Our study incorporated 20 classification algorithms, encompassing logistic regression, support vector machine with linear kernels (SVMLINEAR), support vector machine with Gaussian kernels (SVMRBF), support vector machine with polynomial kernels (SVMPOLY), linear discriminant analysis (LDA), quadratic discriminant analysis (QDA), ensemble learning with LDA (ELDA), ensemble learning with QDA, naïve Bayes (BAYES), probabilistic neural network (PNN), artificial neural network (ANN), decision tree (DT), random forest (RF), grading boost with random undersampling boosting (GBRUSB), grading boost with AdaBoostM1 (GBABM1), grading boost with gentle boosting (GBGB), grading boost with logit boosting (GBLB), grading boost with robust boosting (GBRB), grading boost with LPBoosting (GBLPB), and grading boost with total boosting (GBTB). Patients were categorized as the training cohort (< 2018/7/1) and the prospective testing cohort (≥ 2018/7/1). The area under the curve (AUC) of each model was computed to evaluate their diagnostic performance.

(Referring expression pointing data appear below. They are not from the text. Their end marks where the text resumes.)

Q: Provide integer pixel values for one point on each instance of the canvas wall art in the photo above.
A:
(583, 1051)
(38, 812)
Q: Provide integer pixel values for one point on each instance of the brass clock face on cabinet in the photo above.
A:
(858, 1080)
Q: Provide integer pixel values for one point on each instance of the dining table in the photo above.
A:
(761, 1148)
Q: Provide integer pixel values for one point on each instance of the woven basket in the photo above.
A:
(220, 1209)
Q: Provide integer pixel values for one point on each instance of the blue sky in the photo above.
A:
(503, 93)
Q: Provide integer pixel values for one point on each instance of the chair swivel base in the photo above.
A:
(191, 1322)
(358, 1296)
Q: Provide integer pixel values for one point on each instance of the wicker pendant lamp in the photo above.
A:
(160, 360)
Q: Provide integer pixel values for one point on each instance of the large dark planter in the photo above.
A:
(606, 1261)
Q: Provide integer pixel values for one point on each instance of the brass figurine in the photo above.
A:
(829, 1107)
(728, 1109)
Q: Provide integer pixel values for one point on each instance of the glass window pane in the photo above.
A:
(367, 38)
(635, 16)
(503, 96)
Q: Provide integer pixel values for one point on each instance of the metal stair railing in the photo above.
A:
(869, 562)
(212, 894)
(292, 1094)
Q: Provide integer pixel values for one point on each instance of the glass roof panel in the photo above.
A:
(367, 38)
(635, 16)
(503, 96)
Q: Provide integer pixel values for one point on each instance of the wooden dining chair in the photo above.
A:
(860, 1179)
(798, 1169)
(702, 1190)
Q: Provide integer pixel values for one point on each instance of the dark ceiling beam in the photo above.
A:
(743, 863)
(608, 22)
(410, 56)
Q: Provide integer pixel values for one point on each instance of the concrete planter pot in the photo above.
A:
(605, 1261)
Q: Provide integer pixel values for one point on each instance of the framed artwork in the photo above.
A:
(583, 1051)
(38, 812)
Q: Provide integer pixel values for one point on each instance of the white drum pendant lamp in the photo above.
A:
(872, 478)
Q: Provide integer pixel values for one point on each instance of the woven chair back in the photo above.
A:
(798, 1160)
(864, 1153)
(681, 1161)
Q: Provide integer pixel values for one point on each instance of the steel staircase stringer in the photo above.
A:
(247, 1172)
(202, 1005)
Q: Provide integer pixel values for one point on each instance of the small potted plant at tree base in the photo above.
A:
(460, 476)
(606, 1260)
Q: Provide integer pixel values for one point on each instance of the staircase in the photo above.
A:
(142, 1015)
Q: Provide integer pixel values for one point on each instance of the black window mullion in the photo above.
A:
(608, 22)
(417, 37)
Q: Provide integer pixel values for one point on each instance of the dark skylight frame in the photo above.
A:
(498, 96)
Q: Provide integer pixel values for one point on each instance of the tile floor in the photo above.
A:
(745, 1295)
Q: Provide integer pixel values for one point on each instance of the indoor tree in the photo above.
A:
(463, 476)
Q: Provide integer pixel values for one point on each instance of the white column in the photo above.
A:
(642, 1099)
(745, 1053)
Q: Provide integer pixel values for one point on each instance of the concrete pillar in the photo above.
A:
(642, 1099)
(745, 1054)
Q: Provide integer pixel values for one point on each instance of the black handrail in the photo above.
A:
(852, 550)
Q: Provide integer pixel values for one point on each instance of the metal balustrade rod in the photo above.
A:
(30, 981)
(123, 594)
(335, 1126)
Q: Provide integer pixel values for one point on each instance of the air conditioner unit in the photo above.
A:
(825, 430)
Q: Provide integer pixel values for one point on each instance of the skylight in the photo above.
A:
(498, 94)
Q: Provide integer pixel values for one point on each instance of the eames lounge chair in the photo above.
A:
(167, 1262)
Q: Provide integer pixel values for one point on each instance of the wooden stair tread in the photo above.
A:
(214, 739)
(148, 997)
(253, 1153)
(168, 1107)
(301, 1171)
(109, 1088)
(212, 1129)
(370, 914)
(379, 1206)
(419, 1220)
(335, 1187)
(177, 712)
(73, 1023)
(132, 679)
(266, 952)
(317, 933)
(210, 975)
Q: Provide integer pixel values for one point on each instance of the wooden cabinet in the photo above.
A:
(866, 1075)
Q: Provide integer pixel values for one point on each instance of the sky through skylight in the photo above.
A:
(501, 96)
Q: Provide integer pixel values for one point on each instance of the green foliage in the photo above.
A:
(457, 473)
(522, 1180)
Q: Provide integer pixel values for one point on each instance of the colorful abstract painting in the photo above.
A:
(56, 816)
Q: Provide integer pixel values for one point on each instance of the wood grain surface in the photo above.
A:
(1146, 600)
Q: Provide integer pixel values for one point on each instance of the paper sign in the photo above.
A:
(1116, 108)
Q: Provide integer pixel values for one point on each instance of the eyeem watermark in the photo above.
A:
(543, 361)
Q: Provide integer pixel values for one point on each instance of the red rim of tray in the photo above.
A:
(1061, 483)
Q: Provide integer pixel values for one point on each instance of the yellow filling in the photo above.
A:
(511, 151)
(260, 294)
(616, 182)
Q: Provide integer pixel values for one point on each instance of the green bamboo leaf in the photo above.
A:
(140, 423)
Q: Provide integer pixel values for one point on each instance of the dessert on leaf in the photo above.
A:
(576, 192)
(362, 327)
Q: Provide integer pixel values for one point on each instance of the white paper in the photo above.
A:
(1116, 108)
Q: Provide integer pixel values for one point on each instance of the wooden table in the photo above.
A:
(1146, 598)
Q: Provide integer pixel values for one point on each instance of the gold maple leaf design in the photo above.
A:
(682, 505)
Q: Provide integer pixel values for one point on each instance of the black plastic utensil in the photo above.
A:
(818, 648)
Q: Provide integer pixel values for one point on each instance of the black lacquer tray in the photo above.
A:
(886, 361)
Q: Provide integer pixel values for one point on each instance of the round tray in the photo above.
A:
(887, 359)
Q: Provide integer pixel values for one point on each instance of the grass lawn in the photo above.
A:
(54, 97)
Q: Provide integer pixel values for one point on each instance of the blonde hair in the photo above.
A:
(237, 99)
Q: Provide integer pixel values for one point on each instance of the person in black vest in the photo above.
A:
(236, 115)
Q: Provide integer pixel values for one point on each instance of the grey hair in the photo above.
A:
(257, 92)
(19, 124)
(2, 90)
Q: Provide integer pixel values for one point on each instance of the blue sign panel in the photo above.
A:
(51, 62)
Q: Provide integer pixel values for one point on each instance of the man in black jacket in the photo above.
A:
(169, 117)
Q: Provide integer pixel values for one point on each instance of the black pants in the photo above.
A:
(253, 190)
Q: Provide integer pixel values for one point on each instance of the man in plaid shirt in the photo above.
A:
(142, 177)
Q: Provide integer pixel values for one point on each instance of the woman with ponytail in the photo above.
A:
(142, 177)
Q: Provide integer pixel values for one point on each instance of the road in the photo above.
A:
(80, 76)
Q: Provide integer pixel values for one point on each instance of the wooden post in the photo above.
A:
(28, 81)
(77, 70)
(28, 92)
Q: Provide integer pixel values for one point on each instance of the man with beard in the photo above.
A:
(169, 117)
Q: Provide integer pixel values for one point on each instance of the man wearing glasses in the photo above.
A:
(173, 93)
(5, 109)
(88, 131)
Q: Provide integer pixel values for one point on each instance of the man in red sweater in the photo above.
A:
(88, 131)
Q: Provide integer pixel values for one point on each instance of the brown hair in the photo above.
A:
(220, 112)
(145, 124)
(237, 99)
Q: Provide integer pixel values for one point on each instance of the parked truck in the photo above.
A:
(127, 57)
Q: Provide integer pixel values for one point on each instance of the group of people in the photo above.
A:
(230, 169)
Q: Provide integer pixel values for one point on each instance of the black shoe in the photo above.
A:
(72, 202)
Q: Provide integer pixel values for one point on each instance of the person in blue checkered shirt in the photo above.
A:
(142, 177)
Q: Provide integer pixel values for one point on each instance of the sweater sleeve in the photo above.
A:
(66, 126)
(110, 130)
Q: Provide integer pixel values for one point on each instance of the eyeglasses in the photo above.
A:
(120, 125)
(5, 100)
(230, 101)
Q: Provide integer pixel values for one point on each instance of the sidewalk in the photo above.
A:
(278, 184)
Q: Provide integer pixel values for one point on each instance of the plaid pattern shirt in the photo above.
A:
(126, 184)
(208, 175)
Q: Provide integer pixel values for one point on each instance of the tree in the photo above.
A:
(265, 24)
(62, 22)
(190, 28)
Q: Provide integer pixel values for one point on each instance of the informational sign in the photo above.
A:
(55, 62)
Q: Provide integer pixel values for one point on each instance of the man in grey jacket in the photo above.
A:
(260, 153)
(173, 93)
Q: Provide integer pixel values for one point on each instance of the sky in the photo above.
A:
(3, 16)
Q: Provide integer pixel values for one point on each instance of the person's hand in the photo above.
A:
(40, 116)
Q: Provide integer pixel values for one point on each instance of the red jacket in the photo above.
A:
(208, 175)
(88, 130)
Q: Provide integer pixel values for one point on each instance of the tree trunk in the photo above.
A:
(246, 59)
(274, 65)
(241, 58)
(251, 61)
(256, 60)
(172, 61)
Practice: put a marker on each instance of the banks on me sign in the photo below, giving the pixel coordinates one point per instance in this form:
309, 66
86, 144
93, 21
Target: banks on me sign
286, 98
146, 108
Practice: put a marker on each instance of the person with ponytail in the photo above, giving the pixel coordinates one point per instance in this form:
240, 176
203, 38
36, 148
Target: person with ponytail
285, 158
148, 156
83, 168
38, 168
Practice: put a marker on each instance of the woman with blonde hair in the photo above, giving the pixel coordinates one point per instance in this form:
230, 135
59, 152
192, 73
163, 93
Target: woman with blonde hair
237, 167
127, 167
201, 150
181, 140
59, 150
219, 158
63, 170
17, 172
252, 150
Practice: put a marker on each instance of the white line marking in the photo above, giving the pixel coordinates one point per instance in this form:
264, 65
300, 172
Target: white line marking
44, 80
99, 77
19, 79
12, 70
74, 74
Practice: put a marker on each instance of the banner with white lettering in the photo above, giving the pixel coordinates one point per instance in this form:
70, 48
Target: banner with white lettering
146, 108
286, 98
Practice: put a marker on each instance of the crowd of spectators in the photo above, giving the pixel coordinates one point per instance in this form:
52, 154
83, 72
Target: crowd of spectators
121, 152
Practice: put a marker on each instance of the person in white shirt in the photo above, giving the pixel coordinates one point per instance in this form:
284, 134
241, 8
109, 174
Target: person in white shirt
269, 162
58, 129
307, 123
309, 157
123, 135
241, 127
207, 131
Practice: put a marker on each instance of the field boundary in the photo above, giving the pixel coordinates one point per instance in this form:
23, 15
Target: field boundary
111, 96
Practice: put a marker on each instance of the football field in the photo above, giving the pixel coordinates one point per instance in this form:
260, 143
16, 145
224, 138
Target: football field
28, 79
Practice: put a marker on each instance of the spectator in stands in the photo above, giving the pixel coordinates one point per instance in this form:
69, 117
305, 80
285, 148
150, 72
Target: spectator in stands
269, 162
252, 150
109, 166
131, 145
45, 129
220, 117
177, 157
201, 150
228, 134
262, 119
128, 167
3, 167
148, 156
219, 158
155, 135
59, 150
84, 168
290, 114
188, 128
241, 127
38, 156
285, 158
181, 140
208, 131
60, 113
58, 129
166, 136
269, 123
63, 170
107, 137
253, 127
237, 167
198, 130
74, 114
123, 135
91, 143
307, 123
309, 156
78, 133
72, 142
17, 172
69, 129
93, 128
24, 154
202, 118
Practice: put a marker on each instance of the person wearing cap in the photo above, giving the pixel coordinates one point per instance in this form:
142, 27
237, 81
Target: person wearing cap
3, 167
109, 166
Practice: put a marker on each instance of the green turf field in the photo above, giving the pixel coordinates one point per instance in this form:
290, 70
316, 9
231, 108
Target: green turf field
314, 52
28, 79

Assessment of Predictive Models
The performance of these predictive models was verified in the validation group by receiver operating characteristic (ROC) curves. For training classic ML models, the cross-validation strategy will validate each training sample once and calculate a validation score for that sample. Thus, we calculated a cross-validation AUC by training a classic ML model. After predicting the independent test cohort, we also calculated a test AUC and its 95% confidence interval for each trained model using the bootstrap strategy of sampling with replacement. In addition, an assessment was made regarding the clinical utility of the models through the application of decision curve analysis (DCA). The determination of standardized net benefit (sNB) was derived from the decision curve, with the sNB value ranging from 0 to 1. Subsequently, the risk threshold obtained from the decision curve was utilized to categorize patients into low-risk and high-risk groups, and measures of sensitivity and specificity were frequently computed and employed as indicators of usefulness.
Statistical Analysis
Statistical analysis was conducted with MATLAB 2021b Student Version. The independent-sample t test was applied to compare the mean value of age between the training cohort and the validation cohort. The chi-squared test or Fisher’s exact test was applied to assess the significance of the categorical variables between different groups. Two-tailed p values less than 0.05 were regarded as statistically significant. Logistic regression with the LASSO penalty and the SVM model was implemented using Statistics and Machine Learning Toolbox in MATLAB 2021b Student Version.